# Converting a Charcoal smoker to Electric



## bud lite (Sep 13, 2008)

This will show one way to convert a Brinkmann Vertical Charcoal smoker to electric at nearly Zero cost.



1) Acquire an electric range that is headed for the dump.  Most ranges are for 220 volts. That's OK.
        Appliance dealers / repair shops will probably give it to you, if you explain what you are going to do with it.

2) Remove a large 8" element, it's socket and high temp wiring from the range.

3) Remove the Temp control & knob from the range.
        IMPORTANT:  Note the wiring.  Draw a diagram.

4) Re-mount the Temp control & knob into a metal box.  Be creative.  Check the hardware store.

5) Re-mount the large 8" element, it's socket and high temp wiring to a metal plate.  Be creative. 
 I used a U shaped metal from junk in the garage.
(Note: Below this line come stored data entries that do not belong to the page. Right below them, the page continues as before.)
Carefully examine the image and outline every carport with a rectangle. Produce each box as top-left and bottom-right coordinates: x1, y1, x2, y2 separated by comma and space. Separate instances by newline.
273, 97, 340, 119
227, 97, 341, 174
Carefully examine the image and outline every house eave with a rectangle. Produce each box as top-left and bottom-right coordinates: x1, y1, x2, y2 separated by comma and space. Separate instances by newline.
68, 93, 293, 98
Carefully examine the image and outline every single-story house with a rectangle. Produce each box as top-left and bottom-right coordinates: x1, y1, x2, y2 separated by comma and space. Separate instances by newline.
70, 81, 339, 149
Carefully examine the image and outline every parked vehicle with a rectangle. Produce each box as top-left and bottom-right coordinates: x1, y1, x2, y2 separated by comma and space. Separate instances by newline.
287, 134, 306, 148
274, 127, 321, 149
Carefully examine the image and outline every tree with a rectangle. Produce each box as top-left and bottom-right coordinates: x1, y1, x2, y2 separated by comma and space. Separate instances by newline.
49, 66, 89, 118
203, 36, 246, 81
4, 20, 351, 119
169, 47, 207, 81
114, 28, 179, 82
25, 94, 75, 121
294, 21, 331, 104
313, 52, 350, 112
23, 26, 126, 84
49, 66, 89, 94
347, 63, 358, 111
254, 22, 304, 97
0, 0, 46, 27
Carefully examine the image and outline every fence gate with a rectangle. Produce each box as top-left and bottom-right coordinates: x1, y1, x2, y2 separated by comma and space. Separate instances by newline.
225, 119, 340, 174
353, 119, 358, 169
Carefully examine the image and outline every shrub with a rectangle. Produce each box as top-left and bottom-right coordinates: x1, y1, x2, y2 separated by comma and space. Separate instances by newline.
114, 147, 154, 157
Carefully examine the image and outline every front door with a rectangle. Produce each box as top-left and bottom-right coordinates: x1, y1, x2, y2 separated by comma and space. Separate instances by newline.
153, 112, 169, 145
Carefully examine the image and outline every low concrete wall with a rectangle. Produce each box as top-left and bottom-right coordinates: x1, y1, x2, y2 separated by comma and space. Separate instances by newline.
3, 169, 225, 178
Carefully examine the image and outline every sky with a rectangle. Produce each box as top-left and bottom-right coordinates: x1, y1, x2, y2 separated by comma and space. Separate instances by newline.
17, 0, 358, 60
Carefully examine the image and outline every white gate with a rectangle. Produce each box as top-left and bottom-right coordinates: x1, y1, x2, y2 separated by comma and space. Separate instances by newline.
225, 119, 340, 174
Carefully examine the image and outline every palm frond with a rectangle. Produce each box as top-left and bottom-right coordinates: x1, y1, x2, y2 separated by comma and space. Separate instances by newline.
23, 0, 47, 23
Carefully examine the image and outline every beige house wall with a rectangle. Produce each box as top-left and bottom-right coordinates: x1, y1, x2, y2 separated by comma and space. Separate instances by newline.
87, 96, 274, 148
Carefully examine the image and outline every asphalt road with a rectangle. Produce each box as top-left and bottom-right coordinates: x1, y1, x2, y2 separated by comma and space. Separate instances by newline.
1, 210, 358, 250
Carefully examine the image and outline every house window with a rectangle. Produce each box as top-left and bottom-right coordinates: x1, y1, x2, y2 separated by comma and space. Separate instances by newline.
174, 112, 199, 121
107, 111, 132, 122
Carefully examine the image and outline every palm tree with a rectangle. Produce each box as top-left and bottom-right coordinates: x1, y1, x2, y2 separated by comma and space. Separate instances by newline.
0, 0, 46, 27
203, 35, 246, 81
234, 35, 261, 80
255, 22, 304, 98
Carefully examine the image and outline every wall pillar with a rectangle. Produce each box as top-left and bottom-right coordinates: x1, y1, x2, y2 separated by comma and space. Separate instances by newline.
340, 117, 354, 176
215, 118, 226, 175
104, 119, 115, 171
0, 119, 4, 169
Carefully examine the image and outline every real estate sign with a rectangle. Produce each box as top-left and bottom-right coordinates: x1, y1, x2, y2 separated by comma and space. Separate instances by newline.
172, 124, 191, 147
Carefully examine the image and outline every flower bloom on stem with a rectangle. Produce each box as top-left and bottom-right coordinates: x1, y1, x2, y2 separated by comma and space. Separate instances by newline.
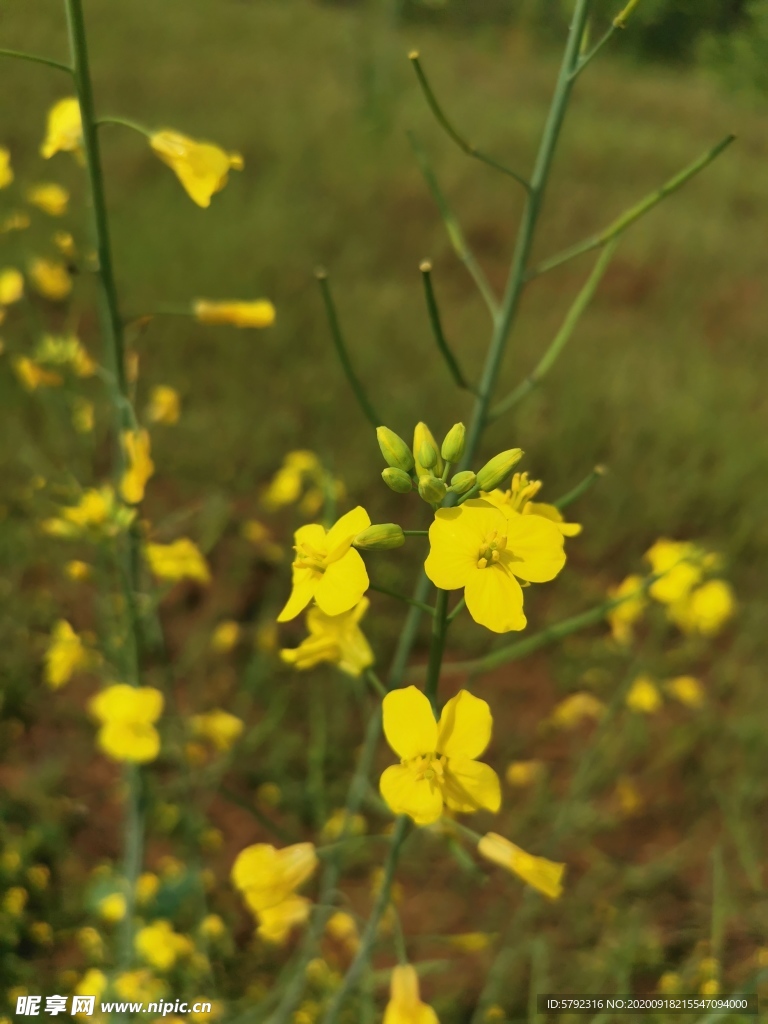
44, 620, 94, 689
644, 538, 705, 604
0, 147, 12, 188
380, 686, 501, 826
383, 964, 439, 1024
27, 183, 69, 217
0, 267, 24, 304
231, 842, 318, 945
607, 574, 647, 644
626, 674, 662, 714
89, 684, 164, 763
40, 98, 83, 160
135, 920, 190, 972
483, 472, 582, 537
146, 385, 181, 425
668, 579, 735, 636
280, 597, 374, 677
145, 539, 211, 584
190, 709, 244, 752
425, 499, 565, 633
43, 486, 135, 539
277, 507, 370, 621
35, 334, 97, 376
193, 298, 275, 329
150, 129, 243, 208
29, 257, 73, 300
120, 429, 155, 505
13, 356, 63, 391
478, 832, 565, 900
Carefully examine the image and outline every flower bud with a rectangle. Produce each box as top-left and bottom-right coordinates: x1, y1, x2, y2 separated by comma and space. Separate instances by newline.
382, 468, 413, 494
477, 832, 564, 901
441, 422, 465, 464
353, 524, 405, 550
475, 448, 524, 492
418, 474, 447, 505
413, 422, 443, 479
376, 426, 415, 474
449, 470, 477, 495
418, 440, 438, 470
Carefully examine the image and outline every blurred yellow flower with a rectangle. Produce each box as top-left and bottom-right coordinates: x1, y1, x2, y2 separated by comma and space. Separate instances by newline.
13, 356, 63, 391
29, 921, 53, 945
29, 257, 72, 300
193, 298, 275, 328
0, 147, 12, 188
264, 451, 320, 508
135, 919, 190, 972
380, 687, 501, 826
35, 334, 97, 376
383, 964, 438, 1024
72, 397, 95, 434
0, 268, 24, 305
549, 692, 606, 729
210, 620, 240, 652
3, 886, 27, 916
280, 597, 374, 677
150, 129, 243, 207
668, 579, 735, 636
478, 833, 565, 899
27, 183, 69, 216
120, 429, 154, 505
607, 574, 648, 644
425, 499, 565, 633
114, 969, 166, 1003
44, 619, 93, 689
191, 709, 244, 752
325, 911, 359, 953
53, 231, 76, 257
256, 782, 282, 807
505, 760, 544, 788
26, 865, 50, 890
97, 892, 127, 923
665, 675, 705, 708
256, 621, 279, 652
658, 972, 681, 994
145, 539, 211, 584
645, 539, 703, 605
231, 842, 318, 945
0, 211, 30, 232
446, 932, 492, 953
44, 486, 135, 539
615, 777, 643, 816
319, 808, 366, 843
626, 675, 662, 714
89, 684, 164, 764
199, 914, 226, 940
146, 385, 181, 425
41, 98, 83, 160
277, 507, 371, 621
136, 872, 160, 905
65, 560, 91, 582
75, 968, 108, 999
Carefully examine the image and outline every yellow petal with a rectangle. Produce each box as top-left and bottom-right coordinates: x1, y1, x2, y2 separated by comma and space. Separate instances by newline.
275, 843, 318, 893
277, 567, 317, 622
383, 686, 437, 759
442, 756, 501, 815
325, 506, 371, 557
98, 722, 160, 763
478, 833, 565, 900
437, 690, 493, 760
314, 548, 368, 616
464, 564, 525, 633
504, 513, 565, 582
257, 895, 311, 945
384, 964, 440, 1024
379, 764, 443, 826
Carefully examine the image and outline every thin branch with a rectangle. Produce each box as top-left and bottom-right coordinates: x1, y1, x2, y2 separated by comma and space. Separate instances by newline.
570, 24, 616, 78
552, 464, 607, 510
420, 259, 475, 392
370, 582, 435, 617
0, 47, 72, 74
95, 115, 152, 137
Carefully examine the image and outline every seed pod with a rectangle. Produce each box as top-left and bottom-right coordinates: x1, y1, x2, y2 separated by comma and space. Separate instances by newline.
476, 449, 524, 492
449, 470, 477, 495
441, 422, 466, 463
353, 524, 405, 550
382, 467, 413, 494
376, 426, 415, 473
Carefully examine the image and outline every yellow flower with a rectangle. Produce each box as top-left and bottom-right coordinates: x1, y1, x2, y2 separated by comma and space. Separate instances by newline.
607, 574, 647, 644
41, 98, 83, 160
625, 675, 662, 715
120, 429, 155, 505
425, 499, 565, 633
0, 268, 24, 305
193, 298, 275, 328
136, 873, 160, 905
549, 692, 606, 729
199, 914, 226, 940
29, 258, 72, 300
26, 865, 50, 890
97, 892, 127, 923
278, 507, 371, 621
191, 709, 244, 752
89, 684, 164, 764
35, 334, 97, 376
325, 911, 360, 952
256, 782, 282, 807
44, 620, 93, 689
645, 538, 703, 605
263, 451, 321, 508
231, 842, 317, 945
145, 539, 211, 584
280, 597, 374, 677
665, 675, 705, 708
13, 356, 63, 390
3, 886, 27, 915
484, 472, 581, 537
614, 777, 643, 816
54, 231, 76, 257
135, 920, 189, 972
30, 921, 53, 945
210, 620, 240, 652
114, 969, 166, 1003
150, 130, 243, 207
446, 932, 492, 953
505, 760, 544, 788
319, 809, 366, 843
75, 969, 108, 999
65, 560, 91, 582
146, 385, 181, 425
0, 211, 30, 233
0, 147, 13, 188
27, 184, 69, 217
380, 686, 501, 826
668, 579, 735, 636
44, 486, 135, 538
383, 964, 439, 1024
477, 833, 565, 900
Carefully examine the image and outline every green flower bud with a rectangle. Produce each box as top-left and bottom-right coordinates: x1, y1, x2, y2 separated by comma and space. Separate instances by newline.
413, 422, 444, 479
418, 474, 447, 505
353, 524, 405, 550
441, 422, 466, 464
475, 448, 524, 492
449, 470, 477, 495
382, 467, 413, 494
418, 440, 438, 470
376, 426, 414, 474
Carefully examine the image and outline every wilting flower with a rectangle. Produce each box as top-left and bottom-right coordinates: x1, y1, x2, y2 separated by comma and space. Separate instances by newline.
478, 833, 565, 900
665, 675, 705, 708
89, 684, 164, 763
231, 842, 318, 945
607, 574, 648, 645
146, 385, 180, 425
150, 129, 243, 208
191, 709, 244, 752
425, 499, 565, 633
13, 356, 63, 390
383, 964, 439, 1024
145, 539, 211, 584
280, 598, 374, 677
483, 472, 582, 537
41, 98, 83, 160
0, 267, 24, 305
120, 429, 154, 505
29, 257, 72, 300
380, 686, 501, 826
27, 183, 69, 217
668, 579, 735, 636
44, 620, 94, 689
549, 692, 606, 729
625, 674, 662, 715
277, 507, 370, 621
193, 299, 275, 329
0, 147, 13, 188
6) Add wiring for 220 volt service.  (Mine draws 8 1/2  amps.)
        Note:  You will be disappointed trying to run a 220 volt element on 110 volts.
                You will only get 1 / 4 heat.  (Mathematical proof supplied on request.)

7) Place element heater assembly in smoker.






8) Add original rack & a wood chip pan, if desired.




Finished product.  Thin Blue Smoke.

 We have successfully smoked pork chops, corn on the cob, fish, hamburgers, onions, 
peppers, ham, pork tenderloin, chicken, turkey.

The electric stuff can be removed and smoker restored to Charcoal in less than a minute.

Disclaimer:  Check your local codes before wiring.  Especially 220 volts.

Note:  The Brinkmann Vertical Smoker has a larger internal volume than some others.
Therefore heat loss thru the non-insulated cabinet walls may be significant.
This mod for a Brinkmann Vertical may not be suitable in a snowstorm in Alaska.


----------



## greazy (Sep 13, 2008)

Attaboy!!!!!!!!!!!!! Best I've seen. Congrats.

My only regret is that my "crematorium" is not wired for 220.

You,sir, have made a real contribution. Don't rest on your laurels; keep thinking about new projects.


----------



## gorillagrilla (Sep 13, 2008)

..........why ?


----------